Under my thumb
Cuesta resignarse a que esta sea la última película en la que vayamos a ver a Daniel Day-Lewis. A la vez, después de verla, queda claro que el irlandés no podría haber elegido una mejor película para su retiro: El hilo fantasma es una ironía exquisita sobre un artista excepcional. Reynolds Woodcock, el personaje de Day-Lewis, es un costurero meticuloso y fanático del control que a lo largo de la película descubre que sus pretensiones de superioridad resultan miserablemente ridículas. ¿Se habrá sentido Day-Lewis, famoso por la obsesiva preparación de sus roles, interpelado en algún punto por la trama de esta película? ¿Habrá tenido lugar en él algún tipo de epifanía profesional que lo haya hecho decidir que esta tenía que ser su última interpretación? Me gusta pensar que sí. Sería una ironía brillante, perfectamente propia de un actor excepcional.
No menos meticuloso resulta Paul Thomas Anderson. Después de ese batiburrillo un poco masturbatorio que resultó Vicio propio, el californiano regresó a los climas intimistas y opresivos de The Master, pero con el aliento (un poco) más accesible de Petróleo sangriento. De cualquier forma, comparar esta película con las anteriores y con las múltiples influencias del realizador resultaría interminable y no le haría justicia a su última invención. El hilo fantasma es una película extraña y fascinante, de una belleza omnipresente pero nunca ostentosa, y de un sentido del humor (negro) sorprendente y delicioso.

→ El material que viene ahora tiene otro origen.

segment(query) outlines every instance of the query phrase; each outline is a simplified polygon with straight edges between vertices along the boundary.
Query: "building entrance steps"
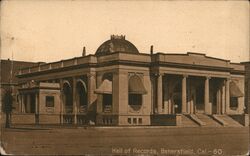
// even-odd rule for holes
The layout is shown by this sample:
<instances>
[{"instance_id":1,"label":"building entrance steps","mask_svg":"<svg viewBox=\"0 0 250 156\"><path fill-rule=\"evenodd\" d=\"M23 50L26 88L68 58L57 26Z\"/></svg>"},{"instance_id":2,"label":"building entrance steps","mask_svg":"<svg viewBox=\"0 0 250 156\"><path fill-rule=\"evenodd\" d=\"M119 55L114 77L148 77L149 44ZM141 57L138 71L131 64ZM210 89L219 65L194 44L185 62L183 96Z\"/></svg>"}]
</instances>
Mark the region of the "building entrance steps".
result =
<instances>
[{"instance_id":1,"label":"building entrance steps","mask_svg":"<svg viewBox=\"0 0 250 156\"><path fill-rule=\"evenodd\" d=\"M210 115L207 114L195 114L195 116L201 120L207 127L220 127L222 126L217 120L214 120Z\"/></svg>"},{"instance_id":2,"label":"building entrance steps","mask_svg":"<svg viewBox=\"0 0 250 156\"><path fill-rule=\"evenodd\" d=\"M221 122L223 122L224 126L227 126L227 127L242 127L243 126L228 115L214 114L213 116L219 119Z\"/></svg>"},{"instance_id":3,"label":"building entrance steps","mask_svg":"<svg viewBox=\"0 0 250 156\"><path fill-rule=\"evenodd\" d=\"M189 115L181 114L181 126L182 127L199 127L199 125L190 119Z\"/></svg>"}]
</instances>

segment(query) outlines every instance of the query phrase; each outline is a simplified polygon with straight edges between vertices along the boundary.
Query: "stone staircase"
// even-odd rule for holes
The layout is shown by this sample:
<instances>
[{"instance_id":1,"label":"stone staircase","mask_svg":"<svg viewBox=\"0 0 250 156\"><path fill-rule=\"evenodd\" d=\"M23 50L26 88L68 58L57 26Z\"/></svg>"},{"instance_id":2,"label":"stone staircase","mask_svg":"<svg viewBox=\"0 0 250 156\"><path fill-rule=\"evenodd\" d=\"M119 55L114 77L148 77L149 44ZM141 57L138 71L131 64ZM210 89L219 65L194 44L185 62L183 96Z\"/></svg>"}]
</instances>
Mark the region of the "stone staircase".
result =
<instances>
[{"instance_id":1,"label":"stone staircase","mask_svg":"<svg viewBox=\"0 0 250 156\"><path fill-rule=\"evenodd\" d=\"M220 126L222 126L219 122L217 122L212 117L210 117L206 114L195 114L195 116L201 121L201 126L204 126L204 127L220 127Z\"/></svg>"},{"instance_id":2,"label":"stone staircase","mask_svg":"<svg viewBox=\"0 0 250 156\"><path fill-rule=\"evenodd\" d=\"M181 115L181 126L182 127L198 127L199 125L194 122L189 115Z\"/></svg>"},{"instance_id":3,"label":"stone staircase","mask_svg":"<svg viewBox=\"0 0 250 156\"><path fill-rule=\"evenodd\" d=\"M218 120L220 120L226 127L242 127L243 126L228 115L213 115L213 116L217 118Z\"/></svg>"}]
</instances>

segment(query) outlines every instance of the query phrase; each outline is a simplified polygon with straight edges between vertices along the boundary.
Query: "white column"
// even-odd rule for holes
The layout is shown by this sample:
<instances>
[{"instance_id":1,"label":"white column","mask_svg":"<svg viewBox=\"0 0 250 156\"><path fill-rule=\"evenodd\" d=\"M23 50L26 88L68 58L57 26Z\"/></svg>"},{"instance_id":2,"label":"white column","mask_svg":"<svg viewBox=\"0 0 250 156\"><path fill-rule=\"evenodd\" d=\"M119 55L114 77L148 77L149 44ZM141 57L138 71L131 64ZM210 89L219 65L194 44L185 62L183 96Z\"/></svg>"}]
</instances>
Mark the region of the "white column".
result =
<instances>
[{"instance_id":1,"label":"white column","mask_svg":"<svg viewBox=\"0 0 250 156\"><path fill-rule=\"evenodd\" d=\"M97 95L94 93L95 89L96 89L96 74L90 73L88 76L88 108L91 107L91 105L94 104L94 102L96 101ZM91 110L91 111L95 111L95 110Z\"/></svg>"},{"instance_id":2,"label":"white column","mask_svg":"<svg viewBox=\"0 0 250 156\"><path fill-rule=\"evenodd\" d=\"M76 78L73 77L73 114L74 114L74 124L77 124L77 105L76 105Z\"/></svg>"},{"instance_id":3,"label":"white column","mask_svg":"<svg viewBox=\"0 0 250 156\"><path fill-rule=\"evenodd\" d=\"M230 80L226 79L226 113L229 113L229 107L230 107L230 92L229 92L229 84L230 84Z\"/></svg>"},{"instance_id":4,"label":"white column","mask_svg":"<svg viewBox=\"0 0 250 156\"><path fill-rule=\"evenodd\" d=\"M217 106L217 114L221 114L222 110L221 110L221 89L219 88L217 90L217 93L216 93L216 106Z\"/></svg>"},{"instance_id":5,"label":"white column","mask_svg":"<svg viewBox=\"0 0 250 156\"><path fill-rule=\"evenodd\" d=\"M64 102L63 102L63 80L60 79L60 120L63 124L63 114L64 114Z\"/></svg>"},{"instance_id":6,"label":"white column","mask_svg":"<svg viewBox=\"0 0 250 156\"><path fill-rule=\"evenodd\" d=\"M19 94L19 113L22 113L23 94Z\"/></svg>"},{"instance_id":7,"label":"white column","mask_svg":"<svg viewBox=\"0 0 250 156\"><path fill-rule=\"evenodd\" d=\"M38 100L38 93L35 94L35 114L39 113L39 100Z\"/></svg>"},{"instance_id":8,"label":"white column","mask_svg":"<svg viewBox=\"0 0 250 156\"><path fill-rule=\"evenodd\" d=\"M162 75L157 78L157 110L158 114L162 112Z\"/></svg>"},{"instance_id":9,"label":"white column","mask_svg":"<svg viewBox=\"0 0 250 156\"><path fill-rule=\"evenodd\" d=\"M226 94L225 94L226 90L225 90L225 81L223 81L223 84L222 84L222 87L221 87L221 113L222 114L225 114L226 112L226 102L225 102L225 97L226 97Z\"/></svg>"},{"instance_id":10,"label":"white column","mask_svg":"<svg viewBox=\"0 0 250 156\"><path fill-rule=\"evenodd\" d=\"M182 78L182 113L187 113L187 75Z\"/></svg>"},{"instance_id":11,"label":"white column","mask_svg":"<svg viewBox=\"0 0 250 156\"><path fill-rule=\"evenodd\" d=\"M27 104L26 104L26 110L27 110L27 112L26 113L30 113L31 112L31 110L30 110L30 94L27 94Z\"/></svg>"},{"instance_id":12,"label":"white column","mask_svg":"<svg viewBox=\"0 0 250 156\"><path fill-rule=\"evenodd\" d=\"M204 98L204 103L205 103L205 113L206 114L211 114L211 104L209 102L209 77L206 77L205 80L205 98Z\"/></svg>"}]
</instances>

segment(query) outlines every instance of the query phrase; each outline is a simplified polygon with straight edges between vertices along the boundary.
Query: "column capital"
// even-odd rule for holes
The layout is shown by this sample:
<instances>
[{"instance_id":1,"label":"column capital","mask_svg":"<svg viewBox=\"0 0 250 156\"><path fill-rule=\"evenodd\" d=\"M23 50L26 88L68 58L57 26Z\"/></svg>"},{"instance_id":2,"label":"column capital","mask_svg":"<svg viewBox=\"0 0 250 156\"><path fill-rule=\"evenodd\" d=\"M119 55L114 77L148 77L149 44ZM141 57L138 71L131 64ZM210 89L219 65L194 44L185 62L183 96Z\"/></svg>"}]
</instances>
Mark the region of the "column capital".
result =
<instances>
[{"instance_id":1,"label":"column capital","mask_svg":"<svg viewBox=\"0 0 250 156\"><path fill-rule=\"evenodd\" d=\"M206 79L211 79L211 76L210 75L207 75L207 76L205 76L206 77Z\"/></svg>"},{"instance_id":2,"label":"column capital","mask_svg":"<svg viewBox=\"0 0 250 156\"><path fill-rule=\"evenodd\" d=\"M95 73L88 73L88 74L87 74L87 77L88 77L88 78L95 77L95 76L96 76Z\"/></svg>"},{"instance_id":3,"label":"column capital","mask_svg":"<svg viewBox=\"0 0 250 156\"><path fill-rule=\"evenodd\" d=\"M152 73L152 76L155 76L155 77L161 77L163 75L164 73Z\"/></svg>"}]
</instances>

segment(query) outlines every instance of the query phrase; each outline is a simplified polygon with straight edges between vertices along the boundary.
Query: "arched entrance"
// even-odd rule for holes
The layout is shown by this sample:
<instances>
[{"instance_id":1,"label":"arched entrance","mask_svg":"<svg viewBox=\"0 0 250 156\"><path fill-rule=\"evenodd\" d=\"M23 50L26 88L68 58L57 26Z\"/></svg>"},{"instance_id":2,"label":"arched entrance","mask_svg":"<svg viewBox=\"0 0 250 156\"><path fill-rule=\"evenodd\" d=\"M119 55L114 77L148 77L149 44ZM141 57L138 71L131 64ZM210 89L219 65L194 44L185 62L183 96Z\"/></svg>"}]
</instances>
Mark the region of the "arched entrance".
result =
<instances>
[{"instance_id":1,"label":"arched entrance","mask_svg":"<svg viewBox=\"0 0 250 156\"><path fill-rule=\"evenodd\" d=\"M182 86L181 82L178 82L173 89L173 106L175 113L181 113L182 109Z\"/></svg>"},{"instance_id":2,"label":"arched entrance","mask_svg":"<svg viewBox=\"0 0 250 156\"><path fill-rule=\"evenodd\" d=\"M73 113L72 87L68 81L63 83L63 103L65 106L65 113Z\"/></svg>"},{"instance_id":3,"label":"arched entrance","mask_svg":"<svg viewBox=\"0 0 250 156\"><path fill-rule=\"evenodd\" d=\"M79 107L79 112L84 113L87 111L88 94L85 82L78 80L76 84L76 102Z\"/></svg>"}]
</instances>

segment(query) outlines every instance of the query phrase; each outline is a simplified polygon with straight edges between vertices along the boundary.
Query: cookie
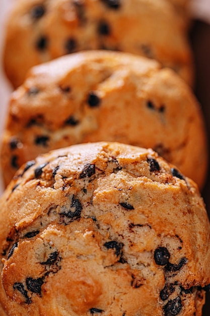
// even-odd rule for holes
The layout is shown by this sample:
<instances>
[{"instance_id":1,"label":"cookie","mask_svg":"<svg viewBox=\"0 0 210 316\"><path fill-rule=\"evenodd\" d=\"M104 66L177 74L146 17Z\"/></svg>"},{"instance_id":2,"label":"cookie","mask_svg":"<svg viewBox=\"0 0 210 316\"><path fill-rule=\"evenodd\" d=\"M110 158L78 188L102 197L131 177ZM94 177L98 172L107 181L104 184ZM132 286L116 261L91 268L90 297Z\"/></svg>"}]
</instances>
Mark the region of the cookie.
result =
<instances>
[{"instance_id":1,"label":"cookie","mask_svg":"<svg viewBox=\"0 0 210 316\"><path fill-rule=\"evenodd\" d=\"M6 73L17 87L34 65L104 49L157 59L191 83L184 29L168 0L19 0L7 25Z\"/></svg>"},{"instance_id":2,"label":"cookie","mask_svg":"<svg viewBox=\"0 0 210 316\"><path fill-rule=\"evenodd\" d=\"M53 151L18 172L1 205L6 315L201 316L204 203L152 149L102 142Z\"/></svg>"},{"instance_id":3,"label":"cookie","mask_svg":"<svg viewBox=\"0 0 210 316\"><path fill-rule=\"evenodd\" d=\"M172 70L123 52L80 52L34 67L12 94L1 162L8 184L38 153L109 140L152 148L202 186L202 114Z\"/></svg>"}]
</instances>

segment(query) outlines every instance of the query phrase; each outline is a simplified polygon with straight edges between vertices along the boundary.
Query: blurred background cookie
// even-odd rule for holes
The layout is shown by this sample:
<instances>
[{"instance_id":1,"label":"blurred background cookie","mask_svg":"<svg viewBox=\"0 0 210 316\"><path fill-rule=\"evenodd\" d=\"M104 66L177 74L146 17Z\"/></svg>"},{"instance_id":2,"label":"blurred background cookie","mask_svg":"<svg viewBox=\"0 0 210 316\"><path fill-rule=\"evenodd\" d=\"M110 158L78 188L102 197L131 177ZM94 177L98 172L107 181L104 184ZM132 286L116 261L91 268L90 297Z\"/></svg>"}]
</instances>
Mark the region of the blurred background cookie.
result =
<instances>
[{"instance_id":1,"label":"blurred background cookie","mask_svg":"<svg viewBox=\"0 0 210 316\"><path fill-rule=\"evenodd\" d=\"M4 62L15 87L33 66L92 49L155 59L193 81L183 18L168 0L19 0L13 6Z\"/></svg>"},{"instance_id":2,"label":"blurred background cookie","mask_svg":"<svg viewBox=\"0 0 210 316\"><path fill-rule=\"evenodd\" d=\"M1 205L6 315L201 315L210 283L204 203L151 149L55 150L24 166Z\"/></svg>"},{"instance_id":3,"label":"blurred background cookie","mask_svg":"<svg viewBox=\"0 0 210 316\"><path fill-rule=\"evenodd\" d=\"M36 66L12 94L1 152L6 183L40 153L101 140L152 148L204 184L205 130L188 86L155 61L104 50Z\"/></svg>"}]
</instances>

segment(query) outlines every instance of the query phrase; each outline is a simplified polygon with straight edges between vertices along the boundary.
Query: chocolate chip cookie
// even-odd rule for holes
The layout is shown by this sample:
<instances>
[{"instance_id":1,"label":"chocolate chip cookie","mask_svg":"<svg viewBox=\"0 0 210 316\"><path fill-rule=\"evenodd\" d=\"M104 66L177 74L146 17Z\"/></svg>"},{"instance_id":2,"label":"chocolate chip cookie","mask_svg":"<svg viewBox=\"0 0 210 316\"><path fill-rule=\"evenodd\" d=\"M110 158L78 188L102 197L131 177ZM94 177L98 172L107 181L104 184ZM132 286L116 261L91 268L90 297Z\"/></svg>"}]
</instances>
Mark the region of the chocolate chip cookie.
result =
<instances>
[{"instance_id":1,"label":"chocolate chip cookie","mask_svg":"<svg viewBox=\"0 0 210 316\"><path fill-rule=\"evenodd\" d=\"M98 49L157 59L192 82L183 19L168 0L19 0L13 5L4 61L15 87L34 65Z\"/></svg>"},{"instance_id":2,"label":"chocolate chip cookie","mask_svg":"<svg viewBox=\"0 0 210 316\"><path fill-rule=\"evenodd\" d=\"M203 184L205 132L190 89L158 62L105 50L36 66L13 93L1 152L6 183L39 153L101 140L152 148Z\"/></svg>"},{"instance_id":3,"label":"chocolate chip cookie","mask_svg":"<svg viewBox=\"0 0 210 316\"><path fill-rule=\"evenodd\" d=\"M0 202L6 315L201 315L204 205L152 149L99 142L40 155Z\"/></svg>"}]
</instances>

Es una película en la que todo se luce: el triunvirato de actores principales (Day-Lewis, Vicky Krieps y Lesley Maville) tejen un entramado de oscuras relaciones sobre la mesa del desayuno como si se tratara de una versión enfermiza de una película de James Ivory.
Desde Petróleo sangriento, Anderson ha abandonado la calidez humana de Magnolia y Embriagado de amor por cierta frialdad clínica a la hora de disecar conflictos que giran alrededor de la dominación y el poder. Resulta irrisorio que esta película haya compartido una nominación a mejor película en los últimos Oscars con La forma del agua: le lleva millones de años luz. Sin declamaciones ni indulgencias para con el espectador, el realizador construye con paciencia un relato oscuramente incómodo sobre los peligros del amor romántico. A medida que Reynolds profundiza su relación con Alma (el personaje de Krieps), una mesera torpe y aparentemente ingenua, El hilo fantasma se retuerce y (literalmente) se enferma: en contraste permanente con la bellísima música de Jonny Greenwood y con el festín visual que propician las creaciones del costurero, la película nos ubica en el medio de una pareja que se consolida en base a la crueldad: no afuera, sino desde el interior, jugando a la identificación y a la desidentificación. Anderson canaliza al mejor Scorsese para la que es una de sus mejores películas hasta la fecha. Lo único malo es que ahora hay que esperar a la siguiente.